Volker Beck und Luise Amtsberg, Sprecherin für Flüchtlingspolitik in der Grünen-Fraktion, haben deshalb einen Brief an EU-Kommissionspräsident Jean-Claude Juncker geschrieben. In dem Brief, der dieser Zeitung vorliegt, ersuchen sie die EU-Kommission um die Einleitung eines Vertragsverletzungsverfahrens gegen die Bundesrepublik.

In einer Bundestagsdebatte Anfang Juli hatte Bundesinnenminister Thomas de Maizière das Ausreisegewahrsam verteidigt. Es könne nicht sein, dass Ausreisepflichtige dauerhaft im Land bleiben, sagte der CDU-Politiker damals. „Da macht sich der Rechtsstaat lächerlich.“

Es kommen weniger Menschen über die Grenze nach Bayern

Unterdessen wurde bekannt: Die Zahl der eingereisten Migranten hat sich im Dezember im Vergleich zum Vormonat mehr als halbiert. Aus einer Statistik der Bundespolizei, die Reuters vorliegt, geht hervor: Bis Sonntag, den 20. Dezember, wurden bei Kontrollen 73.500 Migranten gezählt. Im Vormonat waren es im selben Zeitraum schon 170.000 gewesen.
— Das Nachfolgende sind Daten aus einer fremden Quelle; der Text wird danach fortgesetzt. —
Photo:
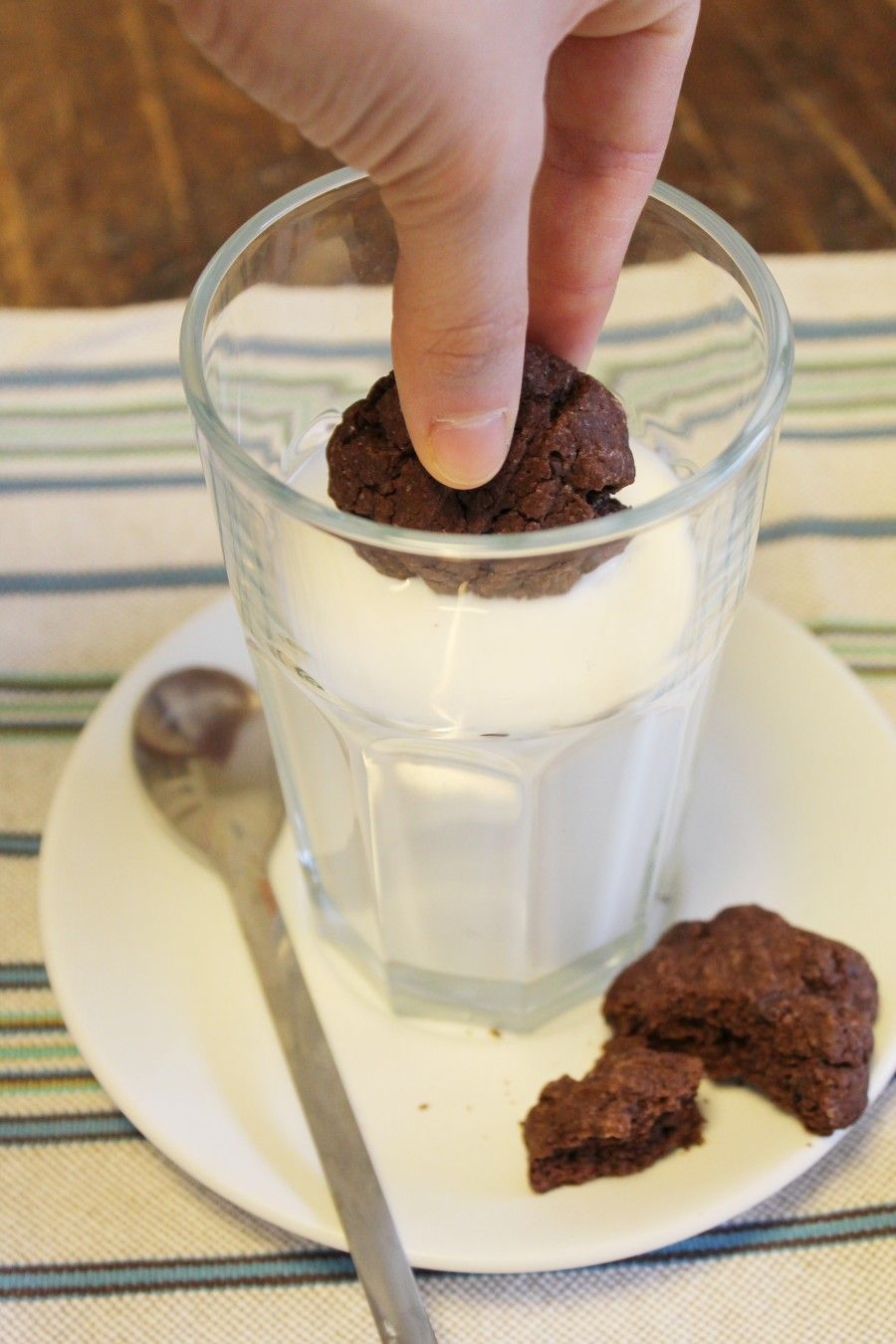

Die Zahlen im Dezember variieren bisher zwischen 2000 und 5000 Einreisen pro Tag. Am Sonntag wurden knapp 3500 Migranten gezählt, davon 3066 in Bayern. Anders als noch im Vormonat führt die Bundespolizei seit Anfang Dezember Flüchtlinge, die dabei sind, in ein anderes Land auszureisen, gesondert auf. Von den 73.500 festgestellten Personen im Dezember betrifft dies rund 6000 Menschen, die sich meist auf dem Weg per Zug oder Fähre nach Skandinavien befanden. Netto beläuft sich die Zahl der Einreisen damit im Dezember bislang auf rund 68.000.

Bis Ende November kamen 965.000 Flüchtlinge nach Deutschland

Die Zahlen der Bundespolizei basieren auf stichprobenartigen Kontrollen in den Grenzregionen. Die Länder wiederum führen in der Datenbank Easy die von ihnen registrierten Flüchtlinge auf. Demnach kamen bis Ende November 965.000 Menschen ins Land. Die Marke von einer Million ist damit inzwischen deutlich überschritten worden.

Als Gründe für den Rückgang gelten die winterlichen Temperaturen und das Wetter in der Ägäis, weswegen viele Menschen die Bootsüberfahrt von der Türkei nach Griechenland scheuen. Zudem hat die Türkei die Kontrollen an den Außengrenzen verstärkt.